It was an unpleasant surprise for Billy himself, who'd been squatting in the cage of his machine, sweating and cursing in the vicious July heat. His wife was staunchly opposed to the proposed subdivision and had given him her usual high-pitched lecture that morning while he'd tried to eat his fried eggs and link sausage.
For himself, Billy didn't give a rat's ass one way or the other about the subdivision. But a job was a job, and Dolan was paying a good wage. Almost good enough to make up for Missy's constant bitching.
Damn nagging had put him off his breakfast, and a man needed a good breakfast when he was going to be working his tail off the rest of the day.
And what he had managed to slurp up before Missy nagged away his appetite was sitting uneasily in his gut, stewed, he thought bitterly, in the goddamn wet heat.
He rammed the controls, had the satisfaction of knowing his machine would never bitch his ears off for trying to do the job.
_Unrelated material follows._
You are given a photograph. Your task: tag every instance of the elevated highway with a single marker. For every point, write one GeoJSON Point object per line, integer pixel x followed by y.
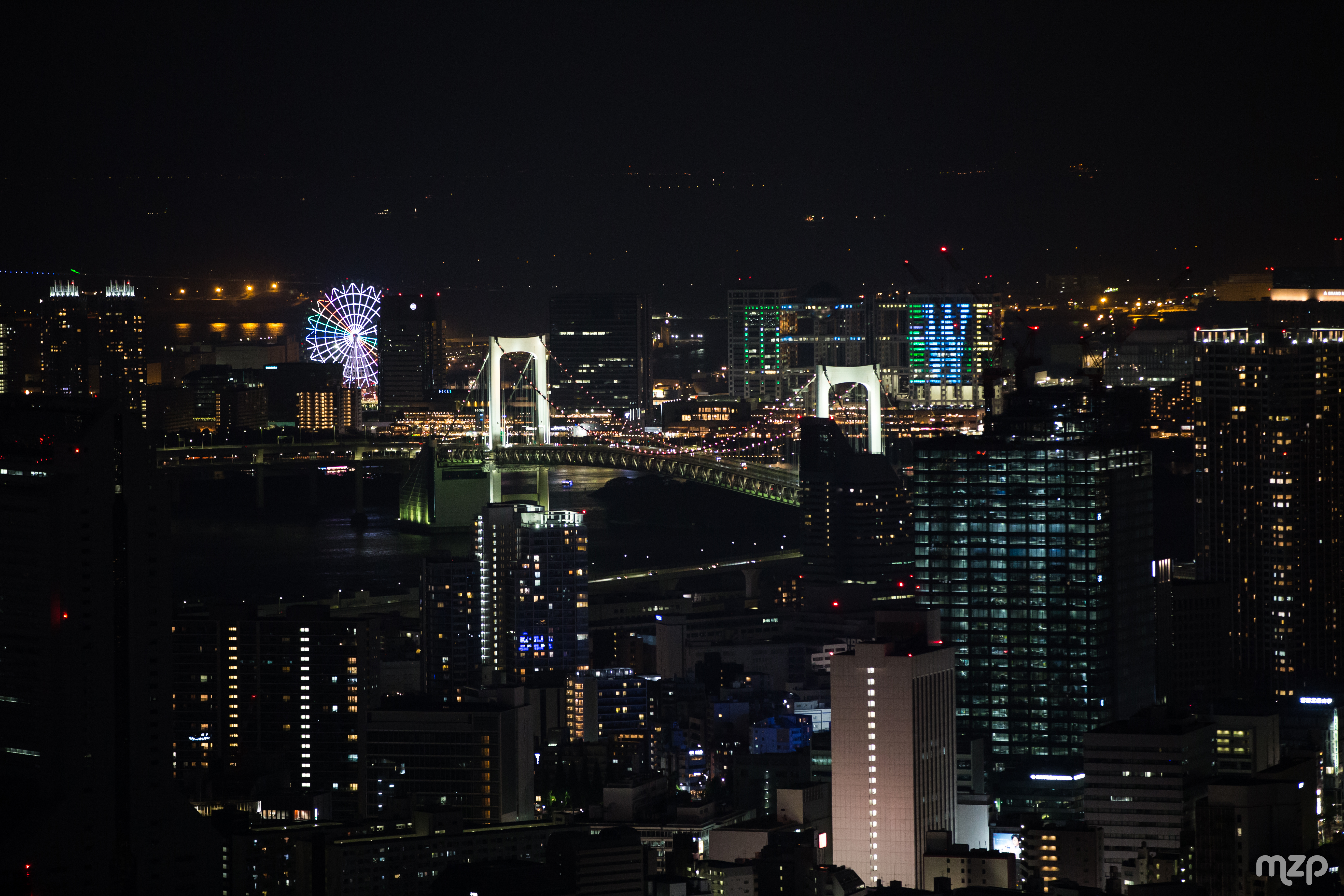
{"type": "Point", "coordinates": [751, 479]}
{"type": "Point", "coordinates": [756, 480]}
Nothing suited Billy better, even in the god-awful sweaty clutch of July, than plowing that big-ass blade into the ground, feeling it take a good bite.
But scooping up a dirty, empty-eyed skull along with the rich bottomland soil, having it leer at him in that white blast of midsummer sunlight was enough to have 233-pound Billy scream like a girl and leap down from the machine as nimbly as a dancer.
His co-workers would razz him about it unmercifully until he was forced to bloody his best friend's nose in order to regain his manhood.
But on that July afternoon, he'd run over the site with the same speed and determination, and damn near the agility, he'd possessed on the football field during his high school heyday.
When he'd regained his breath and coherency, he reported to his foreman, and his foreman reported to Ronald Dolan.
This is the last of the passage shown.